Questa scuola di pensiero, che parte da Burke e, passando tra Kirk, Mises, Hayek e Popper, arriva a Novak, tenta di conciliare:

a) la morale autonoma (= soggettiva) kantiana e il liberalismo classico (= valore assoluto della libertà come fine) con la morale cattolica, che è invece oggettiva (non relativa al soggetto umano, ma fondata nella natura come Dio l’ha creata) e ritiene la libertà non un assoluto (o un fine), ma un mezzo per cogliere il Bene sommo (che è l’unico vero fine);

b) il liberismo economico (o il libero mercato senza intervento dello Stato) con la dottrina sociale cattolica; la quale, ripudia l’astensionismo dello Stato in materia economica, poiché l’uomo è per natura un animale socievole. Perciò, forma una famiglia e tende a unirsi ad altre famiglie, per formare una ‘‘Città’’ o società civile perfetta nell’ordine temporale/materiale, che, può dare alla famiglia (società naturale imperfetta) ciò che da sé stessa non riuscirebbe ad ottenere, ossia tutti i mezzi (educazione, istruzione, sanità, difesa pubblica…),  per cogliere il suo fine naturale (benessere comune temporale), subordinatamente a quello spirituale.

Infine, Novak (non essendo riuscito a ‘‘conciliar l’inconciliabile’’; ossia, liberalismo e cattolicesimo) tenta di attirare l’Europa e il Vaticano nell’orbita degli Usa, con lo spauracchio dell’arabo/fascismo (M. Novak, La Stampa, 18. XI. 2005), dacché egli e la sua scuola neo o teo/conservatrice non avversano (teologicamente) l’unitarismo islamico, simile a quello congregazionalista americano ma, combattono - politicamente - soprattutto il nazionalismo arabo (come governo autoritario), sia per una questione economica (petrolio), sia per un’ideologica (esportazione della democrazia in Vicino e Medio Oriente). Onde, la loro (di Novak e scuola) parola d’ordine odierna, è «Laicizzare necesse est», oppure «Non è necessario vivere, ma è necessario democraticizzare!» Invece - secondo la dottrina cattolica e la filosofia perenne - la democrazia moderna/americana, non è l’unica forma di governo, da esportare anche con la spada, ma la corruzione dell’ultima e più bassa delle tre forme legittime (monarchia, aristocrazia e politia).

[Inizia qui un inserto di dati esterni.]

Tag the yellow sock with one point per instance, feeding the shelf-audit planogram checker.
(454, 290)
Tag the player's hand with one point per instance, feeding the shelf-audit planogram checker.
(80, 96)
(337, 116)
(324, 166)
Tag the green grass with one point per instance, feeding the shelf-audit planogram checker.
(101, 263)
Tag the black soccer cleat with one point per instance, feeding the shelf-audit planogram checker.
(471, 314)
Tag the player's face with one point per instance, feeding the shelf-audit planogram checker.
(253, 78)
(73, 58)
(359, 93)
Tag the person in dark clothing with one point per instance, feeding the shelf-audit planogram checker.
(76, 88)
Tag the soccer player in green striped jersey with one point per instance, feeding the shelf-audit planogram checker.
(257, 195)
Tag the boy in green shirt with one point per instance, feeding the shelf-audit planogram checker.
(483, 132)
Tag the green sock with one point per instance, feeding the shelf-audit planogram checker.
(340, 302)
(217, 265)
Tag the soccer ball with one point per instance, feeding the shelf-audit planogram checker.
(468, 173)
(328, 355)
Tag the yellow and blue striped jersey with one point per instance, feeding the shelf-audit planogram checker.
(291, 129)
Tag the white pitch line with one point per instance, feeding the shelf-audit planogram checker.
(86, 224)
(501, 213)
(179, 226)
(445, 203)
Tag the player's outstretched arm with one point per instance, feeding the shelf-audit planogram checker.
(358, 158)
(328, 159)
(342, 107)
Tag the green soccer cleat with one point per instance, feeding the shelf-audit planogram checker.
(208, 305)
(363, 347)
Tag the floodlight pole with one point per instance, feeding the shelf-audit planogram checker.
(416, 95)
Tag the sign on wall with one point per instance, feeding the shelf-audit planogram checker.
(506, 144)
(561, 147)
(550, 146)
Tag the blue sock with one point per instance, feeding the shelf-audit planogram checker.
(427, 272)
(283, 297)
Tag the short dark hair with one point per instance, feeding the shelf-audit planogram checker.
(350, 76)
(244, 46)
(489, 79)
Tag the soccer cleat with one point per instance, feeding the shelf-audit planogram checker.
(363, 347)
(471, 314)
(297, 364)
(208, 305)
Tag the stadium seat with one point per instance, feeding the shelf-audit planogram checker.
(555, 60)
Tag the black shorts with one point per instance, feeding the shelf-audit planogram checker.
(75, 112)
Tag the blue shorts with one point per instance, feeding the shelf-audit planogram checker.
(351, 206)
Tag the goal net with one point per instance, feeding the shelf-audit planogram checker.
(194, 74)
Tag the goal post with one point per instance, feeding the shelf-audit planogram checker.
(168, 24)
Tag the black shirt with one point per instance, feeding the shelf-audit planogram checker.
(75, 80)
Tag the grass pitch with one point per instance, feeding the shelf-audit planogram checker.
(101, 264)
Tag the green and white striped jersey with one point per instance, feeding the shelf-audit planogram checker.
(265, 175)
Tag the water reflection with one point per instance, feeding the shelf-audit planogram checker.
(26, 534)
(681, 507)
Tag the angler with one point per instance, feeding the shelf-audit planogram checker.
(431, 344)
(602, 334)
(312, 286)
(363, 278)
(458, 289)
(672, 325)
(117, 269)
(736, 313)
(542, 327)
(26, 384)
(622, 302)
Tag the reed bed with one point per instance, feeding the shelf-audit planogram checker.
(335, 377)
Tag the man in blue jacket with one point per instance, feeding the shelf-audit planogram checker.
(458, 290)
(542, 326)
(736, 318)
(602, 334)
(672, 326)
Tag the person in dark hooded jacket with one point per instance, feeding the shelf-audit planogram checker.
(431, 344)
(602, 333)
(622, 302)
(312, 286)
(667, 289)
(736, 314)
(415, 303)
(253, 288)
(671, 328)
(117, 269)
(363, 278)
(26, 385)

[7] Ivi, pp. 13-15. Ora, tali consuetudini erano rivendicate già nel 1649 (con buona pace di Burke), dalla prima Rivoluzione inglese di Cromwell, terminata col regicidio. Perciò, l’unica differenza sostanziale tra le due rivoluzioni inglesi è che la prima fu regicida e la seconda no.

[8] Ibidem, p. 15. Certamente non per amore del Papato, che è visto come l’anticristo dai coloni americani. Né dell’unica Chiesa di Cristo che è fondata su Pietro.

[9] Ibidem, p. 16. Ossia, molti calvinisti, pochi anglicani e niente cattolici.

[10] Ib., p. 17.

[11] Ivi. La dottrina cattolica è essenzialmente diversa da quella di Edwards. Infatti, il peccato originale ha ferito l’uomo, ma non ha distrutto intrinsecamente la sua natura intelligente e libera, come invece ha insegnato Lutero seguìto e radicalizzato da Calvino, secondo i quali l’uomo non è più libero né responsabile dei suoi atti, onde potrebbe anche peccare, purché mantenga la ‘‘fiducia’’ di salvarsi senza merito, il che per la Chiesa romana è un peccato contro lo Spirito Santo o impenitenza finale.

[12] Ib., p. 18. Mi sembra che il re inglese (Giorgio III) avesse - oggettivamente - ragione a non volere che i coloni americani invadessero (e poi sterminassero, come accaduto, i pellerossa) ed aveva tutto il diritto ad aumentare le tasse per pareggiare il deficit  prodotto dalla guerra in Canada contro la Francia. Inoltre, il Parlamento inglese si rivoltò contro il re Giacomo II poiché cattolico e non perché innovatore, quindi la seconda rivoluzione inglese, anche se non fu puritana o calvinista come la prima, fu certamente anglicana e anti/romana.